Why you should use Feature Toggles with Terraform
Introduction
If you come from a traditional software development background, you're likely familiar with using feature flags or toggles.
Put simply, a feature toggle acts as a switch to turn a specific feature on or off. It allows code to be released into production without activating it immediately—or only under certain conditions.
This approach enables gradual rollouts, making it possible to introduce changes incrementally and minimize risk. It also supports quick rollbacks, allowing you to disable problematic features without redeploying.
Additionally, feature toggles are commonly used for A/B testing scenarios, where new functionality is enabled for a subset of users to compare their responses with those of a control group.
However, the context is quite different when working with Terraform, an IaC language. So, why should you consider using feature flags with Terraform?
The reasons are flexibility & backwards compatibility.
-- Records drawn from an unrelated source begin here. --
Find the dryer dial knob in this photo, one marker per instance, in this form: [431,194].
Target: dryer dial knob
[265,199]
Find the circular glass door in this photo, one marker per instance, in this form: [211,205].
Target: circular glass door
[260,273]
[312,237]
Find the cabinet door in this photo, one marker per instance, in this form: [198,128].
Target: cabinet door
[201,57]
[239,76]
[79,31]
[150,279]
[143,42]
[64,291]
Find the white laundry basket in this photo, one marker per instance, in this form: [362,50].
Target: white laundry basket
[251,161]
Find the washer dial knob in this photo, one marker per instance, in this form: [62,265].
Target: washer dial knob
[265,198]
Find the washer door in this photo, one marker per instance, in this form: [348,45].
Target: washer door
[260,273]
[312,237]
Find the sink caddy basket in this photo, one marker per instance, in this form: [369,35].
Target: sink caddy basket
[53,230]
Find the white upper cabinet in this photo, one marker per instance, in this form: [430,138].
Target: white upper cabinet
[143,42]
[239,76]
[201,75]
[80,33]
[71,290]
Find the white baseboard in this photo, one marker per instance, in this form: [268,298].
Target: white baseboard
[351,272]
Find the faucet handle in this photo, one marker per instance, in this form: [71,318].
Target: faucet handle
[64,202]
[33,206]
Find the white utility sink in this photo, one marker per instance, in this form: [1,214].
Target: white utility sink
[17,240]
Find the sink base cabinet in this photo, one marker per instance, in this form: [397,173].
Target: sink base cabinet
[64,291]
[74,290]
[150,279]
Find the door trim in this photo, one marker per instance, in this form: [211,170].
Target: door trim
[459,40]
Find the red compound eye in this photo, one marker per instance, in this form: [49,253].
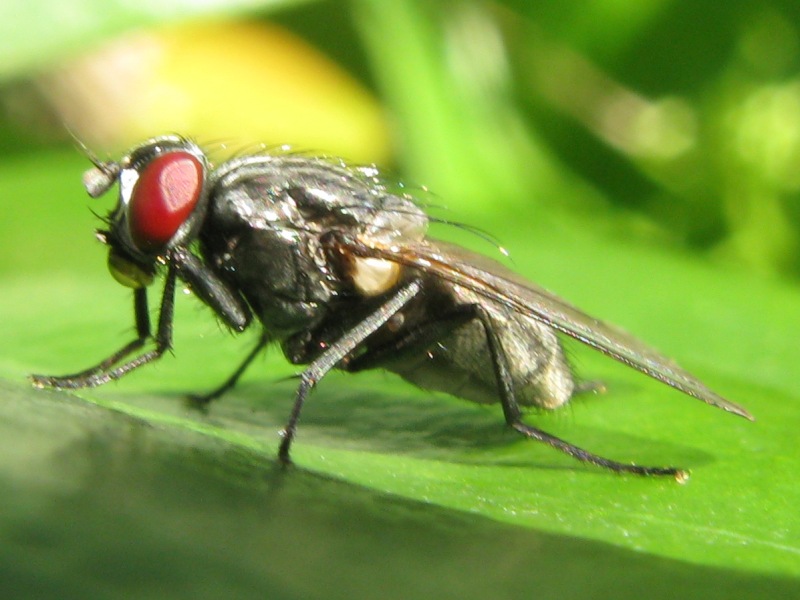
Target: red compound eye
[163,198]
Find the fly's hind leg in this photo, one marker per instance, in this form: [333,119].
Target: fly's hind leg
[430,332]
[513,413]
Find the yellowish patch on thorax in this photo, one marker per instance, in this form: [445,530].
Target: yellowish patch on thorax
[374,276]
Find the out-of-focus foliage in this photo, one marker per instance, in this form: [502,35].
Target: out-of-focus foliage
[681,116]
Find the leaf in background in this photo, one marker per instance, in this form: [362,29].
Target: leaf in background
[377,433]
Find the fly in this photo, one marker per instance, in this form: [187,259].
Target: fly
[340,272]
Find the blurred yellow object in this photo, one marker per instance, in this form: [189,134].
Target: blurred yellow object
[238,83]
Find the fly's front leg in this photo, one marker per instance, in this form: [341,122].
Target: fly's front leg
[335,353]
[105,371]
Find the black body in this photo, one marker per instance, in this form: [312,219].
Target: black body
[337,268]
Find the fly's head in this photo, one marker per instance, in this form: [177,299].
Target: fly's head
[162,202]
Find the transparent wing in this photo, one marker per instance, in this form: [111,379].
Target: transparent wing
[495,282]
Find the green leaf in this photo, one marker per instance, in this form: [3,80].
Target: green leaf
[124,490]
[37,32]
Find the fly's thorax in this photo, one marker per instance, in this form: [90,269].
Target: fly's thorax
[298,202]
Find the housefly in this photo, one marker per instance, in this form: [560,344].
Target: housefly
[338,269]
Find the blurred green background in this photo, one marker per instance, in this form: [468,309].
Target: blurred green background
[640,159]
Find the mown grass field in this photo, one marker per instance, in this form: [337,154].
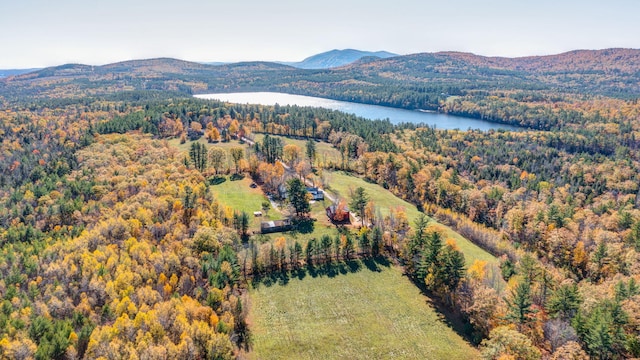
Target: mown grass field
[341,183]
[365,314]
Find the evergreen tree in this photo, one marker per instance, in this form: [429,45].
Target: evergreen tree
[298,196]
[564,302]
[376,241]
[359,202]
[519,305]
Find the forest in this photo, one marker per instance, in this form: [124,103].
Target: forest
[114,243]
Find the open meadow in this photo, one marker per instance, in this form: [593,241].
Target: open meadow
[340,184]
[360,311]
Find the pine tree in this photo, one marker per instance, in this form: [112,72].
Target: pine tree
[519,305]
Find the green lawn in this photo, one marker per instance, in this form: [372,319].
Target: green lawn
[358,315]
[240,196]
[340,183]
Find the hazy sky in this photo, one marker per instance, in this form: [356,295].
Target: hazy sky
[37,33]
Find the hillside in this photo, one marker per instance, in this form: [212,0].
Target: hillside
[337,58]
[524,91]
[13,72]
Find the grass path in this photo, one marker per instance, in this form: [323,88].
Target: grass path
[358,315]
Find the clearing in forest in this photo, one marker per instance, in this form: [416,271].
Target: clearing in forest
[340,184]
[356,311]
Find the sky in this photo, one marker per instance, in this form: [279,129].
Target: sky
[39,33]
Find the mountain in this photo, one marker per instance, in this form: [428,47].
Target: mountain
[12,72]
[337,58]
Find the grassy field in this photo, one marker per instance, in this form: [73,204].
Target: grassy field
[340,183]
[366,314]
[240,196]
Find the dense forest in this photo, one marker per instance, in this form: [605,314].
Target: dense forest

Let's see how we can put them to work.
Toggling with count
meta-argument
A fundamental feature toggle in HCL looks as follows.
variable "enable_feature" {
type = bool
default = false
}
resource "azurerm_resource_group" "rg" {
count = var.enable_feature ? 1 : 0
name = "rg-feature-toggle-demo"
location = "switzerlandnorth"
}
Here, the meta-argument count
is used to define how many instances of a resource the provider should create. In our scenario, we combine it with a conditional expression condition ? true_value : false_value
. So, when the variable enable_feature
becomes true
then a single instance (1
) of the resource gets created.
terraform apply -var enable_feature=true
This pattern is peculiar when we want to reference resources to each other. For example, the following code won't work!
variable "enable_feature" {
type = bool
default = false
}
resource "azurerm_resource_group" "rg" {
count = var.enable_feature ? 1 : 0
name = "rg-feature-toggle-demo"
location = "switzerlandnorth"
}
resource "azurerm_network_security_group" "nsg" {
count = var.enable_nsg ? 1 : 0
name = "nsg-feature-toggle-demo"
resource_group_name = azurerm_resource_group.rg.name
location = azurerm_resource_group.rg.location
}
Trying to apply this configuration will result in the following error.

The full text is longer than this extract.